If you want to create a genuine **copy** of a list, you can use the `copy` method. Details under the list methods section.

## Looping through lists
There are several ways to loop through lists

**Option 1.**<br>
If you just care about the elements in the list **but not** their indices/locations, you can use a `for` loop through the elements themselves

In [None]:
# loop through the elements in `crazy_list` and store them in 'v'
for v in crazy_list:
    # 'v` now stores an element from the list; let's print 'v'
    print(v)

<font color=blue>**Remark**. The `for` loop above may seem surprising if you have a background in other programming languages. Note that we are actually **looping through the elements of the list directly**, without any need to index them numerically. This kind of flexibility is what makes Python powerful and we encourage you to get used to it quickly! </blue>

Instead, you can loop using a numeric index. To loop through **all** the elements in the list, you need to create the numeric indicies 0, 1, 2, ..., len(list)-1. You can do that using `range`, as follows.

**Option 2.**<br>
If you need the elements in the list **as well as** their indices, you can write a "classic" for loop. Specifically, for a list, we actually know what the indices are: they are 0, 1, 2, ..., number of elements-1. So we can get these using the `range(.)` and `len(.)` functions:

In [None]:
# calculate the number of elements in the list
num_elements_in_list = len(crazy_list)

# produce the range 0 .. num_elements_in_list - 1
indices = range(num_elements_in_list)

# and now let's loop through the elements, printing them as well as their index
for i in indices:
    print("At location", i, "we can find:", crazy_list[i])
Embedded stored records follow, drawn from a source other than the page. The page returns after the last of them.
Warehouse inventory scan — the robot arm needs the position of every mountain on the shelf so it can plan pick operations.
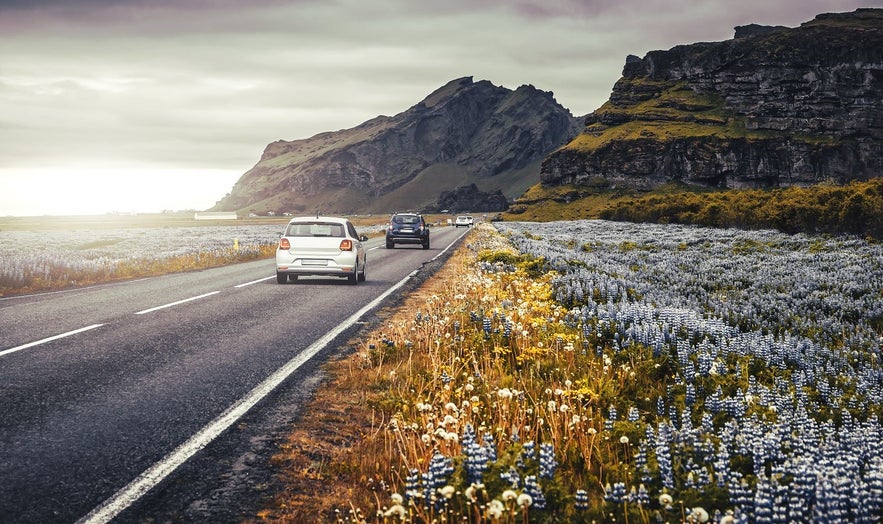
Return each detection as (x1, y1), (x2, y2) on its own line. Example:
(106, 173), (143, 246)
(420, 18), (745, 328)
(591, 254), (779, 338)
(541, 9), (883, 189)
(213, 77), (582, 213)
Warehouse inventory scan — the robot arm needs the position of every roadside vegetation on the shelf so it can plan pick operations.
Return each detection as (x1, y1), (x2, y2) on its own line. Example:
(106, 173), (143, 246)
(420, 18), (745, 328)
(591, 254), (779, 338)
(0, 215), (398, 297)
(598, 178), (883, 240)
(0, 225), (281, 296)
(504, 178), (883, 240)
(257, 221), (883, 523)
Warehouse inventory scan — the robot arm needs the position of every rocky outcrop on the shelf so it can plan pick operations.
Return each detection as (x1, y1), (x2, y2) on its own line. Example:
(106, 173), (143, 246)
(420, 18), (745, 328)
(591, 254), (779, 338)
(427, 184), (509, 213)
(541, 9), (883, 188)
(214, 77), (582, 213)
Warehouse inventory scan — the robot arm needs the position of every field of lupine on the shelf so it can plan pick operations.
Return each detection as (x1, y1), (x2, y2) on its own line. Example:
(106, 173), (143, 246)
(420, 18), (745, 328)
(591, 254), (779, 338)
(292, 221), (883, 523)
(0, 224), (282, 296)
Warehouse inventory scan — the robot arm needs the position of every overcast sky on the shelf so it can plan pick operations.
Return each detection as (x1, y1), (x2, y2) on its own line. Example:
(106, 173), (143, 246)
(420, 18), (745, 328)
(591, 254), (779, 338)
(0, 0), (883, 216)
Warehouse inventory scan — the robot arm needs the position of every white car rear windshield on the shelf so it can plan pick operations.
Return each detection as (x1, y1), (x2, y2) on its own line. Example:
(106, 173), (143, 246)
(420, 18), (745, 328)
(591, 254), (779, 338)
(285, 222), (345, 237)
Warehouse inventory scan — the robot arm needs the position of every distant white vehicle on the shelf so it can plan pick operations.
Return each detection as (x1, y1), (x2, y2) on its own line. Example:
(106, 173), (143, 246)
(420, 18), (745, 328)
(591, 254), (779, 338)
(276, 216), (368, 285)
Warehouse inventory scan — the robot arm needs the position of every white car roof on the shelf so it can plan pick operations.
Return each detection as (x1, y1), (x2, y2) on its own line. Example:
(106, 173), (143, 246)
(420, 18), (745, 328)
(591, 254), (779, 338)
(288, 216), (347, 224)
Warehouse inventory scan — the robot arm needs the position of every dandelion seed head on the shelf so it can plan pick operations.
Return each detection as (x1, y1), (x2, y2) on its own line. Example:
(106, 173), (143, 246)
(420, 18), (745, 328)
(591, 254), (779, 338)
(515, 493), (533, 508)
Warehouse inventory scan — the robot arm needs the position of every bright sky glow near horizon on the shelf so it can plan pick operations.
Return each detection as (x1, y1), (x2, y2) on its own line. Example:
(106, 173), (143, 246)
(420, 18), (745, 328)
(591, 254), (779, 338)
(0, 0), (883, 216)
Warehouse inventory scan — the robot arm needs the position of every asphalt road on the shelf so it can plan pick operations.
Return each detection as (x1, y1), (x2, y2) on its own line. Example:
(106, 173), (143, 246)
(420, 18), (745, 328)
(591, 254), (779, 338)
(0, 227), (466, 523)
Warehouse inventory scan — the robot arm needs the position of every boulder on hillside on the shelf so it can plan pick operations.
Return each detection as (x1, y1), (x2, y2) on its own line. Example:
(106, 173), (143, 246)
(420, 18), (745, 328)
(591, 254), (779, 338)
(429, 184), (509, 213)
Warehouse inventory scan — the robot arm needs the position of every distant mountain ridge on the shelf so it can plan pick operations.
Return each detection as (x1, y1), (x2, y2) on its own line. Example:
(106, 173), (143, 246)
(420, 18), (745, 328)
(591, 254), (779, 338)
(213, 77), (583, 213)
(542, 9), (883, 189)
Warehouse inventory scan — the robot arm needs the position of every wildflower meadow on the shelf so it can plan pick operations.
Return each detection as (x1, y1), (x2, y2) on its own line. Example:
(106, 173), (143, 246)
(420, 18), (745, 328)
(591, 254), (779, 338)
(0, 224), (281, 296)
(320, 220), (883, 523)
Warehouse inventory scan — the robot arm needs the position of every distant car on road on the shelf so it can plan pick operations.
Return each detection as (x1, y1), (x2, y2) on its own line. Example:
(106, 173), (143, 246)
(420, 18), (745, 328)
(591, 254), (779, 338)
(386, 213), (429, 249)
(276, 216), (368, 285)
(454, 215), (475, 227)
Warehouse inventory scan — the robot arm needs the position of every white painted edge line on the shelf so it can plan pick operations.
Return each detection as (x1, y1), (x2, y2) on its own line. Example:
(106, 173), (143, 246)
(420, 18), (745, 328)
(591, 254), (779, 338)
(135, 291), (220, 315)
(0, 324), (104, 357)
(233, 276), (274, 288)
(77, 269), (419, 524)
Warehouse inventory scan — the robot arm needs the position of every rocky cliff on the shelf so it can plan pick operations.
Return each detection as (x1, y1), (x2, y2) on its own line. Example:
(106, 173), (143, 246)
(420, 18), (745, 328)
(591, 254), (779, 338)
(541, 9), (883, 189)
(214, 77), (582, 213)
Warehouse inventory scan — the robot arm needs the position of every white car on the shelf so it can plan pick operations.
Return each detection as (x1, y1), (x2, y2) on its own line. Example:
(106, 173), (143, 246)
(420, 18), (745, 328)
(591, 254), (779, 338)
(276, 216), (368, 285)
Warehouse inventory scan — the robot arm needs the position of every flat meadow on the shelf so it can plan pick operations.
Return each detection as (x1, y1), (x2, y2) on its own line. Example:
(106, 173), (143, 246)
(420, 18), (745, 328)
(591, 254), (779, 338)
(268, 220), (883, 524)
(0, 213), (283, 296)
(0, 213), (394, 296)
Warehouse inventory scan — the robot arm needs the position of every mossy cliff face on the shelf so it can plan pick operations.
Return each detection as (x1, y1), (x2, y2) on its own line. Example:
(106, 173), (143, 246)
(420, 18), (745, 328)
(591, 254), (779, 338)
(541, 9), (883, 189)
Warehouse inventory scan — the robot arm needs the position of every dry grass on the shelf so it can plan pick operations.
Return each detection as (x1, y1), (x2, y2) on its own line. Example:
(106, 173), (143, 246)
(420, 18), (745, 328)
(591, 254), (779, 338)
(252, 247), (484, 523)
(250, 225), (658, 523)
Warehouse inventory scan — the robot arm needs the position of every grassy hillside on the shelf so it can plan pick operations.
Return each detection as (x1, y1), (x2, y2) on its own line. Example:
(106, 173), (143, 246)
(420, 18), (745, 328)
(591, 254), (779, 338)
(504, 178), (883, 239)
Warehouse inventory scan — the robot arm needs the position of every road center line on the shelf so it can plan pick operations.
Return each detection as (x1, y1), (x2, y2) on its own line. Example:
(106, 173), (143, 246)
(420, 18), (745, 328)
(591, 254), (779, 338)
(77, 269), (419, 524)
(0, 324), (104, 357)
(135, 291), (220, 315)
(233, 276), (273, 288)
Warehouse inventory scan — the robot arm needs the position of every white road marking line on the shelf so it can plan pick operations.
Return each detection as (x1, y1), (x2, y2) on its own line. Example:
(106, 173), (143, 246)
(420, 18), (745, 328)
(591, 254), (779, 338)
(135, 291), (220, 315)
(0, 324), (104, 357)
(77, 270), (419, 524)
(233, 276), (276, 288)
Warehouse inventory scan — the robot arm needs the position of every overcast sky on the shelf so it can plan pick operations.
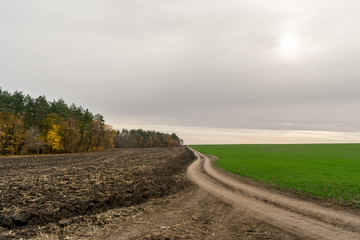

Normally, you would not define all of those variables above and instead use this compact form:

In [None]:
# let's loop through the elements, printing them as well as their index
for i in range(len(crazy_list)):
    print("At location", i, "we can find:", crazy_list[i])

**Option 3.**<br>
The cleanest option that gives you access to both the index of elements and the evalues themselves is to use the **enumerate** function:

In [None]:
for idx, val in enumerate(crazy_list):
    print(idx, val)

## Basic Operations

To calculate the length of a list or the minimum or maximum values in the list, use the `len(.)`, `min(.)` and `max(.)` functions.

In [None]:
# create a list of numbers
list_of_numbers = [3, 6, 9, 1, -5, 34, 23, 99]

# print the length
print(len(list_of_numbers))

# print the smallest value
print(min(list_of_numbers))

# print the largest value
print(max(list_of_numbers))

Now let's give each of the students an ID number.

In [None]:
# Give each of the students an ID number from 1000 up
StudentID = list(range(1000,1010))

In [None]:
# What did we just create?
print(StudentID)

Let's say we also wanted to create a variable for which section each student is in. 

In [None]:
# If all 10 were in the same section:
Section = ['Section 1'] * len(StudentName)

In [None]:
Section

In [None]:
# If the first 5 were in Section 1, and the next 5 were in Section 2
Section = ['Section 1'] * 5 + ['Section 2'] * 5

In [None]:
Section

<font color=blue>**The example above show how to use `+` and `*` with a list.** If you want to create a list with repetitions of the same value, you can use `*` **applied to a list** containing just the one value. The operator '+' can be applied to lists: it will just concatenate the list elements.</font>

Note that you need to make sure you operate with **lists**. To understand that, note that adding a string to the list of names creates an error:

In [None]:
# adding a string to the list of names:
StudentName = StudentName + "Joe"

But adding a **list** with the string "Joe" works:

In [None]:
# adding a string to the list of names:
StudentName = StudentName + ["Joe"]
print(StudentName)

Now let's get rid of the last element in the list, because we only want 10 students... You can remove an element by simply reassigning the list with the right indexing:

In [None]:
StudentName = StudentName[0:len(StudentName)-1]
print(StudentName)

Now let's create some salary figures for these 10 students (in thousands of dollars...)

In [None]:
Salaries = [175, 189, 168, 196, 182, 188, 198, 162, 191, 143]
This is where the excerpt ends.